Dernier point, et non des moindres : la valeur de l’art varie, elle aussi, en fonction du genre. Ainsi, l’oeuvre d’art la plus chère vendue par une artiste de genre féminin est un tableau de Georgia O’Keeffe ayant coûté 44,4 millions de dollars, contre 450 millions de dollars pour une oeuvre de Léonard de Vinci… qui n’est d’ailleurs peut-être même pas de lui.
L’artiste-femme
Ces dernières années, de nombreux musées tentent de donner le change en proposant plus d’expositions consacrées aux « artistes-femmes ». En France, la dernière en date est celle ayant exposée Georgia O’Keeffe, artiste américaine décédée en 1986, au Centre Pompidou.
Cependant, pourquoi parler « d’artiste-femme », quand on ne parle pas « d’artiste-homme » mais seulement « d’artiste » ? Pourquoi les femmes n’auraient-elles pas le droit au simple statut « d’artiste » et pourquoi faut-il toujours les replacer dans leur condition de femme ?
Même si elles cherchent à faire sortir des oeuvres de l’ombre, les institutions muséales qui exposent des « artistes-femmes » les stigmatisent aussi. En leur donnant une dénomination spécifique liée à leur genre, les expositions « d’artistes-femmes » ne se concentrent pas sur le contexte social, culturel, politique et économique de la création mais seulement sur la vie intime de l’artiste : qui était son mari ? A-t-elle eu des enfants ? Avec qui a-t-elle appris à peindre ? etc. Les critiques de l’oeuvre de Georgia O’Keeffe se sont par exemple largement penché.es sur sa relation avec l’artiste et galeriste Alfred Stieglitz ou sa « sensibilité féminine ». Finalement, rares sont celle.ux qui ont commenté l’influence du modernisme architectural new-yorkais sur son oeuvre.
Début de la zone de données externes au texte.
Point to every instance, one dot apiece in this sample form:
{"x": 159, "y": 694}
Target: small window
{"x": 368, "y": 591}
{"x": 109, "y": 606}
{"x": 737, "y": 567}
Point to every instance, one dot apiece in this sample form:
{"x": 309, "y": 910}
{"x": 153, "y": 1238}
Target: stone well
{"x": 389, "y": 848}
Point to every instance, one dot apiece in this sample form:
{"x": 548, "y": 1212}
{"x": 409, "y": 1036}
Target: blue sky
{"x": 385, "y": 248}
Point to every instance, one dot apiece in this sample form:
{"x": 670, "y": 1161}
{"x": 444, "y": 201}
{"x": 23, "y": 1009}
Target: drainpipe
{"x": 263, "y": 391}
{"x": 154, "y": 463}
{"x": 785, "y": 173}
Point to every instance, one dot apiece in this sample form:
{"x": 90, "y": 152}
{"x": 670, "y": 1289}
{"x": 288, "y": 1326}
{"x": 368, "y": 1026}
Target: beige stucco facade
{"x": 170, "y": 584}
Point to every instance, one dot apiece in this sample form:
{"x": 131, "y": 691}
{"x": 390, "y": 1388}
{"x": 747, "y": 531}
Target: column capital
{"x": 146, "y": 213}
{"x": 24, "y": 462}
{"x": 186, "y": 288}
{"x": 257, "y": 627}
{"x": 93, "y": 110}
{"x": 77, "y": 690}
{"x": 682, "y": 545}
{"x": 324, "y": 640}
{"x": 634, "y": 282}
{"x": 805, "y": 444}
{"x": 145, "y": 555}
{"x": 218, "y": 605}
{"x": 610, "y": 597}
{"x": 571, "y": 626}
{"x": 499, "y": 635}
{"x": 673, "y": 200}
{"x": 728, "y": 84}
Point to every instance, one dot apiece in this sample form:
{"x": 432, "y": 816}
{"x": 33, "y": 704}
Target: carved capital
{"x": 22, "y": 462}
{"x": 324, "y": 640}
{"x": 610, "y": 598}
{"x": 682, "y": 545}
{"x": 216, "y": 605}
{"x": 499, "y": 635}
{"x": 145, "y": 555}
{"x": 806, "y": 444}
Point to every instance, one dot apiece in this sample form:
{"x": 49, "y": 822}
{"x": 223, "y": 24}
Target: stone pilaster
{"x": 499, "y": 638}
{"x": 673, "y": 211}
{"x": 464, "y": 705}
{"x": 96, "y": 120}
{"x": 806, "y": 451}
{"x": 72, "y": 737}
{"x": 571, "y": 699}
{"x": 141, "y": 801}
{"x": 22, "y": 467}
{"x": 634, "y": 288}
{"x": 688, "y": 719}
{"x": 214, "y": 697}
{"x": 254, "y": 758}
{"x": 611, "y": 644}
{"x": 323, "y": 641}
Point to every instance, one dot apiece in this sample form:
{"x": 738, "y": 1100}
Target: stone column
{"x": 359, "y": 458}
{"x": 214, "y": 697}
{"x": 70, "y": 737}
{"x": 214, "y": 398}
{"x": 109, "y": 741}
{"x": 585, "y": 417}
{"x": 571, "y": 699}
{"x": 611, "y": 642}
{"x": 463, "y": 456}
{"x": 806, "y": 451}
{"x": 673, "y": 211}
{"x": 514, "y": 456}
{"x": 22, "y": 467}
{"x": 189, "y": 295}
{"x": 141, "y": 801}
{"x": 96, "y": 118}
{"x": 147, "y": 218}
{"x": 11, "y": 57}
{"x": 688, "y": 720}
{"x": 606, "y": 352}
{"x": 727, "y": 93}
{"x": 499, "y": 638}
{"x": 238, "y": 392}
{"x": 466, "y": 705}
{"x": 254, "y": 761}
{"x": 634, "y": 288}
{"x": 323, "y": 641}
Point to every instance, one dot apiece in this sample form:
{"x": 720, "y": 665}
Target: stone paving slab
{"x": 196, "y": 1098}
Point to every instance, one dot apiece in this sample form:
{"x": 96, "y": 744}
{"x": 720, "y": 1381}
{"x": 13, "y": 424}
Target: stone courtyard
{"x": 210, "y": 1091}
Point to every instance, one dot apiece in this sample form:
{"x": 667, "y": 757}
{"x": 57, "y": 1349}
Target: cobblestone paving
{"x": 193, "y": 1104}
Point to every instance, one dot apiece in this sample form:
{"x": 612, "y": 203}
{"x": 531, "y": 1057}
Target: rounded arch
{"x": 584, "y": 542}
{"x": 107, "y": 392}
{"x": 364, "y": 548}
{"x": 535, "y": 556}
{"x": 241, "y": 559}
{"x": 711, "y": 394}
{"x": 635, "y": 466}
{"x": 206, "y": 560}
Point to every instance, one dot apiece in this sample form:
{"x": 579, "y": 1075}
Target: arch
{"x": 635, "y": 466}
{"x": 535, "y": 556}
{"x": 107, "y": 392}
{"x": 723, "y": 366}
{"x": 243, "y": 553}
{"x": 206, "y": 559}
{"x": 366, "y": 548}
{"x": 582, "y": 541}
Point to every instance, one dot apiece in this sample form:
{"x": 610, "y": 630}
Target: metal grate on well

Pour pallier ce clivage entre le masculin et le féminin, les musées auraient tout à gagner à exposer au grand public les oeuvres d’artistes de genre féminin dans les expositions permanentes. Cependant, tant que nos sociétés seront sous le joug d’un patriarcat omniprésent, il semble impossible de totalement changer les choses. En effet, les inégalités se creusent dès les prémisses de l’éducation artistique, et même, dès la naissance de l’enfant. Si l’on voulait rester optimiste, on dirait alors que les choses bougent, petit à petit. Que tout cela prend certes du temps, qu’il reste certes beaucoup à faire, mais que l’éveil est proche.